Single by Pusha T
- Released: November 19, 2014
- Recorded: 2013
- Genre: Hip hop
- Length: 2:51
- Label: GOOD; Def Jam;
- Songwriter(s): Terrence Thornton
- Producer(s): Kanye West

Pusha T singles chronology
| "Numbers on the Boards" (2013) | "Lunch Money" (2014) |  |

= Lunch Money (song) =

"Lunch Money" is a song by American rapper Pusha T, and is produced by Kanye West. On November 19, 2014, the song was officially released as the album's first official single by G.O.O.D. Music and Def Jam Recordings. On December 16, 2014, the music video was released for "Lunch Money"; it was directed by Emil Nava.

== Music video ==
The music video for "Lunch Money" was directed by Emil Nava. In the video, a sting operation unveils a ton of unexpected surveillance footage.
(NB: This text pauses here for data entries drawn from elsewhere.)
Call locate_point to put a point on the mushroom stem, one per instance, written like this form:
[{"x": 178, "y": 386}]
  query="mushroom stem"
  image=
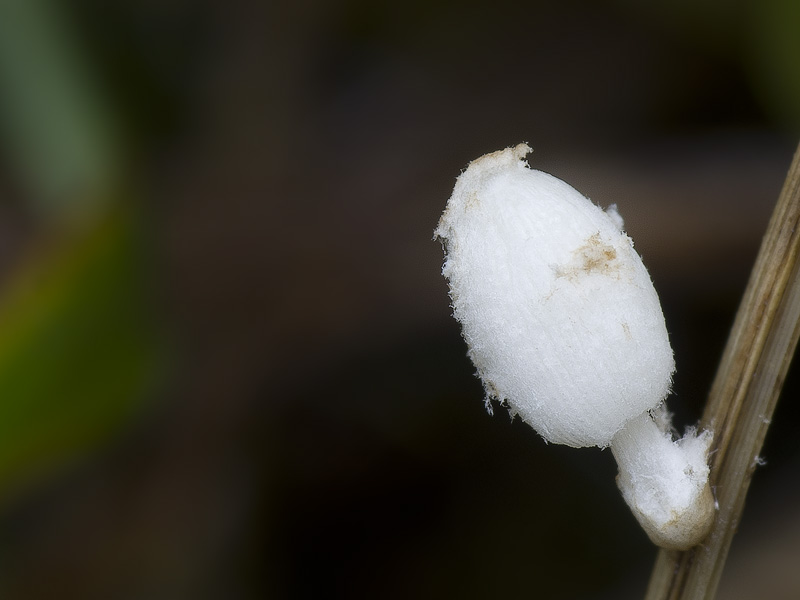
[{"x": 665, "y": 482}]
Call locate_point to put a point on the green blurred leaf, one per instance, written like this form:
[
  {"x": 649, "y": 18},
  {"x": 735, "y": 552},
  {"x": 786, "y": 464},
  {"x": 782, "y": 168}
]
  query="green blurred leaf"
[{"x": 77, "y": 350}]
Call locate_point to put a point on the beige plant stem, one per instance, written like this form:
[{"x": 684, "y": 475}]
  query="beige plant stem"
[{"x": 743, "y": 397}]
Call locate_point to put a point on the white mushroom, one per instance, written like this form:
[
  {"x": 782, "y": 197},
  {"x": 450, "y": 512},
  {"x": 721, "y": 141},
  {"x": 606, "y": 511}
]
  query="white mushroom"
[{"x": 564, "y": 326}]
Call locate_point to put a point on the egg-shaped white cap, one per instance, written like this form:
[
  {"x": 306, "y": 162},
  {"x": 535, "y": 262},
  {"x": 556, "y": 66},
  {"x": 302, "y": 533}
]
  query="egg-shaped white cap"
[{"x": 560, "y": 315}]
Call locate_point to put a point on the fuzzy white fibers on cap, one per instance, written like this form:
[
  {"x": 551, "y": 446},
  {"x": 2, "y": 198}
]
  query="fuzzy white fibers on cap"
[{"x": 558, "y": 311}]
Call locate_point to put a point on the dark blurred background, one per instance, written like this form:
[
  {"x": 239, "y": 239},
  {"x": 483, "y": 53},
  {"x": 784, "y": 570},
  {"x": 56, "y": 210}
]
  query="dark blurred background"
[{"x": 227, "y": 363}]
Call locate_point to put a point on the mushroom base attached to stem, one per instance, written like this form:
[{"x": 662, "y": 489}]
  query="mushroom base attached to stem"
[{"x": 665, "y": 482}]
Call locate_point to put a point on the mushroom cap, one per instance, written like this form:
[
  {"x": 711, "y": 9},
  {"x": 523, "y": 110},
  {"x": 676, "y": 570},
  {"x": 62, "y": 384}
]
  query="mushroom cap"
[{"x": 560, "y": 315}]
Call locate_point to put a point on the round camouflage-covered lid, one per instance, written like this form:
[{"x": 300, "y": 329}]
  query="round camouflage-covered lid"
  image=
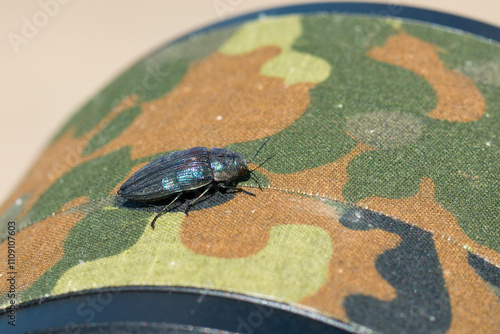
[{"x": 379, "y": 207}]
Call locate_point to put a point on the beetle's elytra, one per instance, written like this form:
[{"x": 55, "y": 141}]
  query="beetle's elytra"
[{"x": 186, "y": 170}]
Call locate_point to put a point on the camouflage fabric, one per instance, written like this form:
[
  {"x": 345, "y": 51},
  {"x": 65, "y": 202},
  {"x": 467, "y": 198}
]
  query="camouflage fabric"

The footage mixes moments of dancers having fun with eerie shots.

== Track listing ==

| No. | Title | Writer(s) | Producer | Length |
|---|---|---|---|---|
| 1. | "Lunch Money" | Thornton; Kanye West; | Kanye West; | 2:51 |

== Critical and commercial reception ==
The track picked up praise from publications such as Rolling Stone, with the song described as having a "druggy, psychedelic haze" to it.